The Bank of England Governor yesterday endorsed Cameron’s plans to cut the record budget deficit after discussing the government’s proposals in a morning telephone conversation with Chancellor of the Exchequer George Osborne. The new government plans an emergency budget within two months.
King’s comments will help Cameron shore up his authority after the Conservative Party failed to win a majority in last week’s election, forcing him to form Britain’s first coalition since World War II. His assent may also silence critics in the opposition Labour party, which fought the campaign on the need to keep up spending and sustain the economic recovery.
“This ‘BOE blessing’ should markedly reinforce the political position of the Conservative-Lib Dem coalition,” Michael Saunders, chief western European economist at Citigroup Inc., said in a note to investors.

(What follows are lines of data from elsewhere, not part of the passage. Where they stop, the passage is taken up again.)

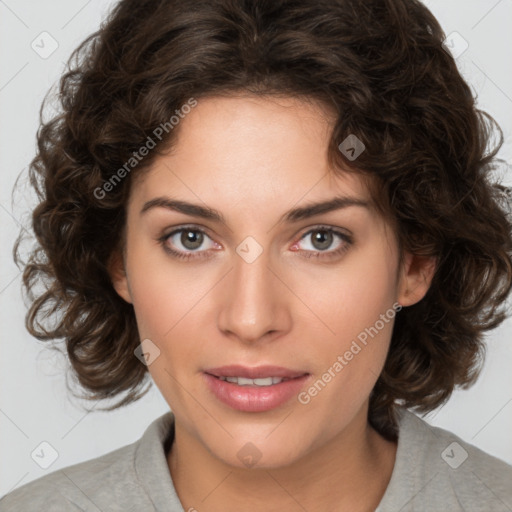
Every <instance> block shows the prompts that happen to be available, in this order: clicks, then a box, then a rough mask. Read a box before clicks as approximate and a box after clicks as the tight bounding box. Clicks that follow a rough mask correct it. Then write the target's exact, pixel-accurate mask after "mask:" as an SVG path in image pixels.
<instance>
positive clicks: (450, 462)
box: [441, 441, 468, 469]
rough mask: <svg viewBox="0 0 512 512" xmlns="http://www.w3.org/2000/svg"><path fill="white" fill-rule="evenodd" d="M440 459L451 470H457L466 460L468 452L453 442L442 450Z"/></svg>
mask: <svg viewBox="0 0 512 512" xmlns="http://www.w3.org/2000/svg"><path fill="white" fill-rule="evenodd" d="M441 458H442V459H443V460H444V461H445V462H446V464H448V466H450V467H451V468H452V469H457V468H458V467H459V466H460V465H461V464H462V463H463V462H464V461H465V460H466V459H467V458H468V452H467V451H466V450H464V448H463V447H462V446H461V445H460V444H459V443H457V442H456V441H454V442H453V443H451V444H450V445H448V446H447V447H446V448H445V449H444V450H443V452H442V453H441Z"/></svg>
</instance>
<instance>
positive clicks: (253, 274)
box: [218, 250, 291, 344]
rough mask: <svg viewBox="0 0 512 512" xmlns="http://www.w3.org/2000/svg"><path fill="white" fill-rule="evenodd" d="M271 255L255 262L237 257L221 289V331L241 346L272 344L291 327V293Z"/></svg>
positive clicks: (224, 281)
mask: <svg viewBox="0 0 512 512" xmlns="http://www.w3.org/2000/svg"><path fill="white" fill-rule="evenodd" d="M268 252H269V251H265V250H264V251H263V252H262V254H260V255H259V256H258V257H257V258H256V259H255V260H254V261H252V262H248V261H246V260H245V259H244V258H243V257H241V256H239V254H237V253H235V255H234V257H233V268H232V270H231V272H229V273H228V275H227V276H226V279H225V280H224V284H223V286H222V291H221V293H222V297H219V303H218V304H220V311H219V314H218V328H219V329H220V330H221V331H222V332H223V334H224V335H227V336H231V337H233V338H236V339H238V340H239V341H240V342H242V343H251V344H252V343H254V342H257V341H263V340H266V341H270V340H271V339H275V338H276V337H278V336H281V335H282V334H283V333H285V332H287V331H288V330H289V329H290V326H291V315H290V309H289V305H288V304H287V300H289V297H290V292H289V291H288V290H287V288H286V286H285V284H283V281H284V279H283V277H282V276H279V272H276V270H274V269H273V268H271V265H270V263H271V262H270V261H269V256H268Z"/></svg>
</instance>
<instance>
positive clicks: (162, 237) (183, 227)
mask: <svg viewBox="0 0 512 512" xmlns="http://www.w3.org/2000/svg"><path fill="white" fill-rule="evenodd" d="M182 231H193V232H195V233H201V234H203V235H205V236H207V237H208V238H210V237H209V236H208V234H207V233H206V232H205V231H203V230H202V229H199V228H197V227H195V226H181V227H180V228H179V229H175V230H173V231H171V232H170V233H168V234H165V235H163V236H161V237H159V238H158V242H159V243H160V244H161V245H162V247H163V249H164V250H165V252H167V253H168V254H169V255H171V256H172V257H173V258H178V259H182V260H190V259H194V258H210V257H212V256H211V255H208V256H202V255H201V256H195V254H196V253H199V254H203V253H204V252H205V251H192V252H187V253H184V252H180V251H176V250H174V249H171V248H170V247H169V246H168V245H167V241H168V240H169V238H171V237H172V236H173V235H175V234H176V233H181V232H182ZM316 231H325V232H326V233H332V234H333V235H337V236H338V237H339V238H341V239H342V240H343V242H344V244H343V245H342V246H341V247H339V248H338V249H336V250H334V251H304V250H300V251H298V252H305V253H308V256H304V257H305V258H312V257H313V258H321V259H332V258H336V257H337V256H341V255H342V254H344V253H345V252H346V251H347V250H348V249H349V248H350V246H351V245H352V243H353V240H352V238H351V237H350V236H349V235H347V234H345V233H342V232H341V231H338V230H337V229H334V228H332V227H329V226H322V225H320V226H315V227H314V228H312V229H310V230H309V231H307V232H306V233H304V234H303V235H302V236H301V237H300V238H299V240H298V241H301V240H303V239H304V238H306V236H307V235H310V234H312V233H314V232H316Z"/></svg>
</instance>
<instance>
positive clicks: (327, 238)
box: [313, 230, 332, 249]
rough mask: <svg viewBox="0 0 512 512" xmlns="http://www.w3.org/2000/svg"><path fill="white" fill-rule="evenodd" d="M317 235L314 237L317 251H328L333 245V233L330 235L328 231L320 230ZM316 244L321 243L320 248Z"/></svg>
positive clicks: (319, 244)
mask: <svg viewBox="0 0 512 512" xmlns="http://www.w3.org/2000/svg"><path fill="white" fill-rule="evenodd" d="M315 233H316V234H315V236H314V237H313V243H314V245H315V247H316V248H317V249H327V248H328V247H329V246H330V245H331V243H332V233H329V232H328V231H326V230H319V231H316V232H315ZM322 233H323V234H322ZM316 243H319V246H318V245H316Z"/></svg>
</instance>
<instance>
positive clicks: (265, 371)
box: [204, 365, 308, 379]
mask: <svg viewBox="0 0 512 512" xmlns="http://www.w3.org/2000/svg"><path fill="white" fill-rule="evenodd" d="M204 372H205V373H207V374H209V375H213V376H214V377H244V378H246V379H265V378H268V377H280V378H282V379H295V378H297V377H302V376H304V375H308V372H305V371H300V370H292V369H289V368H284V367H283V366H272V365H264V366H253V367H249V366H242V365H229V366H220V367H217V368H209V369H207V370H204Z"/></svg>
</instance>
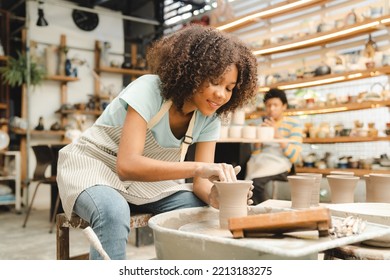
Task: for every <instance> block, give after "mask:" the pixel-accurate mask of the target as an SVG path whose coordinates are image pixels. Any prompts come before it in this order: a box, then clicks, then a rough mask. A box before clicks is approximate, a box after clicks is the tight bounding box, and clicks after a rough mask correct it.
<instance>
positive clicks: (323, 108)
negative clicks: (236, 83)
mask: <svg viewBox="0 0 390 280" xmlns="http://www.w3.org/2000/svg"><path fill="white" fill-rule="evenodd" d="M385 106H390V100H386V101H366V102H362V103H348V104H338V105H334V106H327V107H313V108H300V109H288V110H286V111H285V115H287V116H300V115H315V114H329V113H337V112H346V111H355V110H364V109H373V108H379V107H385ZM265 114H266V113H265V112H264V111H256V112H253V113H250V114H248V115H247V117H246V118H247V119H257V118H260V117H262V116H264V115H265Z"/></svg>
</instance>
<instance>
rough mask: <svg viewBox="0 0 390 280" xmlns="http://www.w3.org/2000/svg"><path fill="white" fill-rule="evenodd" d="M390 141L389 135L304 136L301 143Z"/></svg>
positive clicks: (334, 142) (307, 143)
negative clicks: (312, 137) (371, 136)
mask: <svg viewBox="0 0 390 280" xmlns="http://www.w3.org/2000/svg"><path fill="white" fill-rule="evenodd" d="M377 141H390V136H379V137H358V136H355V137H349V136H344V137H328V138H304V139H303V143H306V144H326V143H356V142H377Z"/></svg>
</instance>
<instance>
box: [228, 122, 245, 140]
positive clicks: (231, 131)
mask: <svg viewBox="0 0 390 280" xmlns="http://www.w3.org/2000/svg"><path fill="white" fill-rule="evenodd" d="M229 137H230V138H241V137H242V126H239V125H233V126H231V127H229Z"/></svg>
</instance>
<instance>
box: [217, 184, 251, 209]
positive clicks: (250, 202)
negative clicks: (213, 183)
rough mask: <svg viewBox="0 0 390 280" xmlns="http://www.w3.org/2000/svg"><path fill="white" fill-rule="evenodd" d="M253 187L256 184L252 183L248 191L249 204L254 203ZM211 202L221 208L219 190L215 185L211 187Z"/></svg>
mask: <svg viewBox="0 0 390 280" xmlns="http://www.w3.org/2000/svg"><path fill="white" fill-rule="evenodd" d="M253 188H254V186H253V185H252V186H251V187H250V189H249V191H248V196H247V197H248V206H249V205H252V204H253V200H252V196H253V191H252V190H253ZM209 203H210V206H212V207H214V208H216V209H219V196H218V190H217V187H216V186H215V185H213V187H212V188H211V191H210V195H209Z"/></svg>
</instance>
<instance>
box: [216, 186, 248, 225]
mask: <svg viewBox="0 0 390 280" xmlns="http://www.w3.org/2000/svg"><path fill="white" fill-rule="evenodd" d="M252 183H253V182H252V181H250V180H247V181H243V180H238V181H236V182H220V181H215V182H214V185H215V186H216V188H217V190H218V197H219V225H220V227H221V228H225V229H227V228H228V225H229V224H228V221H229V219H230V218H234V217H245V216H247V215H248V192H249V189H250V187H251V186H252Z"/></svg>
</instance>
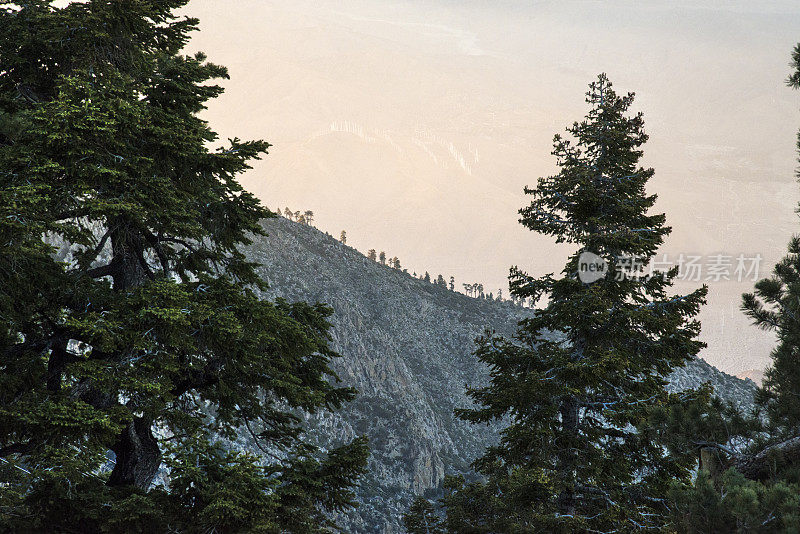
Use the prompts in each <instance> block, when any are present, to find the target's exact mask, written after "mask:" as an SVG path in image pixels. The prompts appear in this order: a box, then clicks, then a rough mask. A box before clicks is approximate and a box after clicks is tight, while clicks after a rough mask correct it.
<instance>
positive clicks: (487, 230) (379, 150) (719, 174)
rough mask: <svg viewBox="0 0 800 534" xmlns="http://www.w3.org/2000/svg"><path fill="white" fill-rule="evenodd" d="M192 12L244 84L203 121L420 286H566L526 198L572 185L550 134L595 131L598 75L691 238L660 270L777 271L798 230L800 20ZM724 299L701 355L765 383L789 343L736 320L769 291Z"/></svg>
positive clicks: (784, 17)
mask: <svg viewBox="0 0 800 534" xmlns="http://www.w3.org/2000/svg"><path fill="white" fill-rule="evenodd" d="M223 7H224V9H223ZM185 12H186V13H187V14H190V15H192V16H196V17H199V18H200V21H201V31H200V32H199V33H198V34H196V35H195V38H194V40H193V42H192V43H191V49H193V50H194V49H197V50H205V51H208V52H209V56H210V59H211V60H212V61H214V62H217V63H220V64H223V65H226V66H227V67H228V68H229V69H230V74H231V80H230V81H227V82H225V83H224V85H225V87H226V93H225V95H223V96H222V97H221V98H219V99H217V100H216V101H214V102H212V103H211V105H210V108H209V109H208V111H207V112H206V113H205V118H207V119H208V120H209V121H210V122H211V124H212V126H213V127H214V128H215V129H216V130H217V131H218V132H219V133H220V135H221V136H222V137H223V138H224V137H228V136H233V135H237V136H239V137H249V138H263V139H266V140H268V141H269V142H270V143H272V144H273V145H274V147H273V148H272V149H271V151H270V155H269V156H268V157H266V158H265V159H264V160H263V161H261V162H259V163H258V164H257V165H256V166H255V168H254V169H253V170H252V171H250V172H248V173H247V174H245V175H244V177H243V183H244V184H245V186H246V187H247V188H248V189H249V190H251V191H252V192H254V193H255V194H256V195H258V196H259V197H260V198H261V199H262V200H263V202H264V203H265V204H266V205H267V206H268V207H270V208H272V209H281V210H283V209H284V208H285V207H287V206H288V207H290V208H291V209H292V210H301V211H305V210H313V211H314V213H315V223H314V224H315V225H316V226H317V227H318V228H320V229H322V230H323V231H327V232H329V233H331V234H333V235H336V236H338V235H339V233H340V232H341V230H346V231H347V236H348V244H349V245H351V246H353V247H355V248H357V249H358V250H360V251H362V252H364V253H366V252H367V250H368V249H371V248H374V249H377V250H378V251H381V250H384V251H386V253H387V254H388V255H390V256H397V257H399V259H400V261H401V262H402V266H403V268H407V269H408V271H409V272H410V273H413V272H416V273H424V272H425V271H428V272H430V273H431V275H432V276H436V275H438V274H439V273H441V274H443V275H444V276H445V277H446V278H449V277H450V276H451V275H452V276H454V277H455V279H456V285H457V287H459V288H460V287H461V284H462V283H465V282H481V283H483V284H484V286H485V288H486V291H487V292H488V291H493V292H494V293H495V294H496V293H497V290H498V288H502V289H503V292H504V293H507V280H506V277H507V274H508V269H509V267H510V266H511V265H519V266H520V267H521V268H523V269H526V270H528V271H529V272H530V273H531V274H536V275H541V274H544V273H547V272H553V271H556V272H557V271H558V270H560V268H561V266H563V261H564V258H565V257H566V253H567V252H568V251H569V250H570V249H569V248H566V247H557V246H555V245H554V244H553V241H552V239H551V238H549V237H545V236H537V235H534V234H532V233H531V232H529V231H527V230H526V229H524V228H523V227H522V226H521V225H520V224H519V223H518V222H517V219H518V216H517V213H516V212H517V210H518V209H519V208H520V207H522V206H523V205H525V204H526V202H528V200H527V199H526V197H525V195H524V194H523V193H522V189H523V187H524V186H525V185H526V184H527V185H531V186H533V185H535V183H536V180H537V178H538V177H540V176H546V175H549V174H552V173H554V172H555V171H556V167H555V158H554V157H553V156H551V155H550V152H551V146H552V138H553V135H554V134H555V133H559V132H563V130H564V128H565V127H566V126H568V125H569V124H571V123H572V122H573V121H575V120H580V119H581V118H582V117H583V115H584V114H585V112H586V109H587V108H586V105H585V103H584V93H585V91H586V86H587V84H588V83H589V82H590V81H592V80H593V79H594V78H595V77H596V75H597V74H598V73H600V72H606V73H607V74H608V76H609V77H610V79H611V80H612V81H613V83H614V85H615V87H616V89H617V90H618V91H620V92H627V91H635V92H636V94H637V100H636V104H635V108H636V110H641V111H643V112H644V113H645V120H646V125H647V132H648V133H649V135H650V141H649V142H648V144H647V145H646V146H645V162H646V164H647V165H650V166H653V167H654V168H655V170H656V175H655V178H654V179H653V180H652V181H651V182H650V191H651V192H654V193H657V194H658V195H659V198H660V200H659V203H658V205H657V208H658V209H659V210H662V211H664V212H666V214H667V220H668V223H669V224H670V225H671V226H672V227H673V233H672V235H671V236H670V237H669V239H668V241H667V243H666V246H665V248H664V253H666V254H668V255H669V256H670V257H672V258H677V257H678V255H680V254H684V255H686V256H689V255H694V256H701V257H702V258H703V262H704V263H705V262H706V260H707V259H708V258H710V257H712V256H713V255H716V254H723V255H729V256H733V257H734V258H735V257H737V256H739V255H740V254H744V255H746V256H755V255H756V254H760V255H761V256H762V257H763V260H762V262H761V264H760V272H759V275H762V276H763V275H765V274H767V273H768V271H769V270H770V269H771V266H772V264H774V263H775V261H776V260H777V259H778V258H779V257H780V256H781V255H782V254H783V252H784V250H785V245H786V243H787V242H788V240H789V237H790V236H791V235H792V233H794V232H797V230H798V220H797V216H796V214H795V213H794V210H795V206H796V204H797V202H798V200H799V199H800V195H798V191H797V184H796V182H795V177H794V172H795V167H796V152H795V143H796V139H797V128H798V125H800V114H799V113H798V109H800V95H799V94H798V93H797V92H793V91H792V90H791V89H789V88H787V87H786V84H785V79H786V77H787V76H788V74H789V68H788V62H789V59H790V56H789V55H790V51H791V49H792V47H793V45H794V44H795V43H796V42H797V39H798V36H797V31H796V30H797V28H798V25H800V3H797V2H790V1H776V2H769V3H764V2H752V1H747V0H736V1H719V2H711V1H707V0H704V1H699V2H698V1H691V2H689V1H679V2H676V1H672V0H669V1H667V0H658V1H618V2H602V3H601V2H593V1H582V2H581V1H565V0H559V1H532V0H529V1H525V2H522V1H492V2H490V1H488V0H479V1H478V0H470V1H458V2H457V1H455V0H424V1H413V2H393V1H384V0H363V1H352V0H348V1H336V2H329V1H319V0H317V1H315V2H307V1H305V0H296V1H292V2H273V1H267V0H238V1H236V2H219V1H212V0H194V1H193V2H191V3H190V4H189V6H188V8H187V9H186V10H185ZM706 277H707V273H706V272H703V273H702V278H701V282H702V281H703V280H705V279H706ZM731 278H735V276H734V273H733V270H731ZM701 282H696V281H683V282H680V283H679V285H678V287H677V289H676V291H682V290H686V289H689V288H691V287H692V286H696V285H698V284H700V283H701ZM708 284H709V286H710V296H709V304H708V305H707V307H706V308H705V310H704V312H703V313H702V315H701V320H702V322H703V339H704V341H706V342H707V343H708V345H709V346H708V348H707V349H706V350H705V351H703V353H702V356H703V357H705V359H706V360H708V361H709V362H710V363H712V364H714V365H716V366H718V367H720V368H721V369H722V370H725V371H728V372H733V373H741V372H743V371H746V370H749V369H760V368H763V366H764V365H765V364H766V363H767V361H768V355H769V351H770V349H771V347H772V345H773V341H772V339H771V336H770V335H768V334H765V333H763V332H761V331H759V330H758V329H756V328H755V327H752V326H750V325H749V320H748V319H747V318H746V317H745V316H744V315H743V314H742V313H741V312H740V311H739V303H740V295H741V293H742V292H744V291H748V290H750V289H751V288H752V281H750V280H746V281H742V282H738V281H735V280H733V281H713V280H710V281H708Z"/></svg>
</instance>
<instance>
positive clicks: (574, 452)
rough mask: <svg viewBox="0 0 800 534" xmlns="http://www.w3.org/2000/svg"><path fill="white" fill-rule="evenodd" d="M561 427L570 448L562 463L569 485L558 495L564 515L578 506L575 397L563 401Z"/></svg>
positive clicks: (578, 418) (575, 414)
mask: <svg viewBox="0 0 800 534" xmlns="http://www.w3.org/2000/svg"><path fill="white" fill-rule="evenodd" d="M560 411H561V429H562V431H563V432H564V433H565V434H566V435H567V436H569V438H568V439H569V443H568V444H567V445H568V447H569V449H568V450H567V451H565V452H564V458H563V460H562V464H561V475H562V476H563V477H564V480H565V482H566V484H567V487H566V488H565V489H564V490H563V491H561V493H560V494H559V495H558V499H557V502H556V504H557V506H558V509H559V512H560V513H561V514H563V515H575V509H576V506H577V501H576V491H575V482H576V481H575V475H576V473H575V471H576V467H577V466H576V465H575V464H576V462H577V456H576V454H575V451H574V450H573V449H572V447H573V446H574V443H572V442H573V441H574V440H575V438H576V437H577V435H578V426H579V413H578V402H577V399H575V397H568V398H567V399H565V400H564V401H562V403H561V408H560Z"/></svg>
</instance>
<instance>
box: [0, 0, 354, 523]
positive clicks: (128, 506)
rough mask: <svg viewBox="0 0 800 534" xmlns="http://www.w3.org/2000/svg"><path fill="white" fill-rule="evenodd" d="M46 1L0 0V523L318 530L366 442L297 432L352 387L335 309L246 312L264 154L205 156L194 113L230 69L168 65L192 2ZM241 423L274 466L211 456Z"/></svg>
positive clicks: (120, 1)
mask: <svg viewBox="0 0 800 534" xmlns="http://www.w3.org/2000/svg"><path fill="white" fill-rule="evenodd" d="M50 3H51V2H50V1H48V0H32V1H26V2H20V3H18V5H13V4H12V5H9V4H6V5H4V6H3V7H2V8H0V461H1V462H0V475H2V478H3V482H6V483H7V485H5V486H4V488H3V490H2V491H0V522H1V523H2V524H3V526H4V527H6V528H7V529H9V530H12V531H46V532H52V531H63V532H77V531H80V532H98V531H112V532H119V531H143V530H144V529H145V528H146V529H148V530H154V531H157V532H166V531H192V532H199V531H218V532H222V531H225V532H240V531H241V532H252V531H269V532H272V531H280V530H282V529H283V530H286V529H288V530H291V531H293V532H317V531H320V530H321V529H324V528H327V527H326V525H327V524H328V523H329V519H328V515H327V514H328V512H332V511H336V510H340V509H343V508H346V507H348V506H349V505H350V504H351V498H352V492H351V488H352V487H353V485H354V483H355V480H356V477H357V475H358V474H359V473H360V472H361V470H362V469H363V467H364V465H365V461H366V458H365V455H366V448H365V443H364V441H363V440H361V439H358V440H356V441H354V442H353V443H351V444H348V445H346V446H344V447H343V448H341V449H337V450H334V451H330V452H329V454H328V455H327V456H324V455H319V454H318V453H317V451H316V450H315V449H314V447H312V446H311V445H310V444H308V443H306V442H305V440H304V439H303V438H302V428H301V421H302V417H301V414H300V412H302V411H316V410H320V409H335V408H337V407H339V406H340V405H341V404H342V403H343V402H346V401H348V400H349V399H351V398H352V397H353V395H354V392H353V391H352V390H350V389H347V388H340V387H337V386H336V385H335V381H336V377H335V375H334V373H333V371H332V370H331V368H330V361H331V358H333V357H335V356H336V354H334V353H333V352H332V351H331V349H330V348H329V347H328V341H327V339H328V338H327V330H328V323H327V321H326V318H327V316H328V315H329V314H330V310H329V309H328V308H326V307H324V306H322V305H316V306H311V305H308V304H304V303H297V304H289V303H287V302H283V301H278V302H274V303H273V302H265V301H261V300H259V299H258V298H257V290H259V289H263V287H264V286H263V282H261V281H260V280H259V278H258V276H257V275H256V272H255V270H254V265H253V264H251V263H249V262H248V261H247V260H246V258H245V257H244V256H243V255H242V254H241V253H240V252H239V250H238V247H239V246H240V245H242V244H246V243H248V242H249V241H248V235H249V234H262V233H263V230H262V228H261V226H260V224H259V220H260V219H262V218H263V217H268V216H271V215H272V214H271V213H270V212H269V211H267V210H266V209H265V208H263V207H262V206H261V205H260V203H259V202H258V200H257V199H255V198H254V197H253V196H252V195H251V194H249V193H248V192H246V191H244V190H243V189H242V187H241V185H240V184H239V182H238V181H237V176H238V175H239V174H240V173H242V172H243V171H245V170H246V169H248V168H249V162H250V161H252V160H253V159H257V158H259V157H260V156H261V155H263V154H265V153H266V151H267V148H268V147H269V145H268V143H266V142H264V141H246V142H245V141H240V140H238V139H233V140H230V142H229V143H226V144H224V145H220V146H219V148H217V149H215V150H212V149H209V147H210V146H211V145H212V144H216V138H217V136H216V134H215V133H214V132H213V131H212V130H211V129H210V128H209V126H208V125H207V124H206V122H205V121H203V120H201V119H200V118H199V117H198V116H197V114H198V112H200V111H202V110H203V109H204V107H205V103H206V102H207V101H208V100H209V99H212V98H214V97H216V96H217V95H219V94H220V93H221V92H222V89H221V88H220V87H219V86H217V85H215V84H213V83H211V82H212V80H214V79H219V78H225V77H227V72H226V70H225V68H224V67H221V66H218V65H214V64H212V63H209V62H207V61H206V59H205V56H204V55H203V54H196V55H194V56H184V55H181V53H180V51H181V49H182V48H183V47H184V45H185V44H186V43H187V41H188V39H189V34H190V32H191V31H193V30H195V29H196V28H197V20H195V19H191V18H179V17H177V16H175V15H174V14H173V13H174V11H175V10H176V9H178V8H181V7H183V6H184V5H185V4H186V3H187V0H115V1H109V0H90V1H88V2H73V3H70V4H69V5H68V6H67V7H64V8H56V7H53V6H51V5H50ZM43 235H47V236H48V237H49V238H50V240H51V242H52V241H53V240H55V241H59V242H65V243H67V244H70V245H71V246H72V250H73V252H74V255H73V256H72V257H71V261H69V262H65V263H62V262H59V261H57V260H56V258H55V257H54V255H53V254H54V250H53V249H52V248H51V247H49V246H47V245H46V244H45V243H44V242H43V240H42V236H43ZM238 431H244V432H249V433H250V434H251V436H252V438H253V440H255V442H257V443H260V446H262V447H264V449H265V450H266V449H269V450H271V451H272V452H273V453H278V454H281V455H282V458H284V460H283V461H281V462H279V463H275V464H274V465H268V466H262V465H258V464H257V463H256V462H255V460H254V458H252V457H249V456H246V455H245V456H243V455H239V454H235V453H231V452H225V451H224V450H223V449H221V448H220V447H219V446H217V445H215V443H214V442H215V441H217V440H218V439H222V438H234V437H235V436H236V433H237V432H238ZM281 449H283V452H281ZM109 459H111V460H112V461H109ZM164 467H170V468H171V472H170V475H169V479H170V483H169V485H168V489H169V492H165V491H164V490H163V489H155V490H150V491H148V490H149V489H150V488H151V484H152V483H153V481H154V480H155V479H156V476H157V474H158V473H159V472H162V473H163V472H164V471H163V470H162V469H163V468H164Z"/></svg>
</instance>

The pound dropped 0.5 percent from yesterday against the dollar and traded at $1.4758 at 11:05 a.m. in London. Against the euro, sterling weakened 0.2 percent to 85.31 pence.
Osborne told Cameron’s first Cabinet meeting today that economic priorities would include tackling the deficit and banking reform, Cameron’s office said in an e-mailed statement. The chancellor told reporters afterward that the coalition committed to “significantly accelerated” cuts to the structural part of the deficit and that the country faces a “difficult economic situation.”
King, whose 5-year term will end in 2013, is politically independent by law and usually restricts his comments to monetary policy. While he hosted the press conference yesterday to explain the bank’s latest quarterly economic forecasts, the budget deficit dominated the proceedings.
When asked why he was being so explicit on the government’s plans, King said that he tried to intervene “as little as possible” before the election. It was appropriate to comment on the deficit now in a “very unusual situation” where the coalition partners had sought his advice, he said.
“He knows that whatever he says is going to have incredible resonance and can be used one way or the other,” Grant Lewis, an economist at Daiwa Capital Europe Ltd. and a former U.K. Treasury official, said in a telephone interview. “It helps bolster the government’s position and he knows it.”
Cameron is proposing 6 billion pounds ($9 billion) of spending cuts in this fiscal year. Former Prime Minister Gordon Brown argued repeatedly in the election campaign against an immediate budget squeeze to maintain the economic recovery. King refuted that concern yesterday, saying that a spending reduction of that size is unlikely to “dramatically change” the economy’s outlook.
“The fact that the Bank of England now has the view that the bigger risks are very much from not doing enough is going to be very helpful for the new government,” said Ross Walker, an economist at Royal Bank of Scotland Group Plc in London and a former U.K. government adviser. “It will help neuter any opportunistic populists and political opposition to this.”
Opposed by Some
That support would be welcome for Cameron, who must sustain an alliance with the Liberal Democrats opposed by some supporters of both parties. Cameron sought a coalition after his Conservative Party failed to gain enough seats to control Parliament in the May 6 election, and clinched an agreement after a five-day courting session.
The governor still wants to remain as much as possible out of politics and his comments yesterday would have been motivated by his concern for the economy rather than partisanship, Peter Dixon, global equities economist at Commerzbank AG in London, said in a telephone interview.
“I don’t think he’s taking sides politically,” Dixon said. “People try to attribute political machinations to Mervyn’s stance, but I think genuinely he does remain above the fray and his comments on fiscal policy have been framed in the economic context of the past 18 months, rather than a political one.”
King has spent more than a year urging government ministers to take action on the country’s record deficit, providing ammunition for both Cameron and Brown in their sparring matches in Parliament. King said yesterday that Greece’s fiscal crisis shows what can happen when budgets run out of control.
“It’s music to the government’s ears,” Brian Hilliard, a London-based economist at Societe Generale SA and former Bank of England official, said in a telephone interview. “It’s immensely helpful to the government because what it does is give the market’s support for the contentious issue of making a rapid start on deficit reduction.”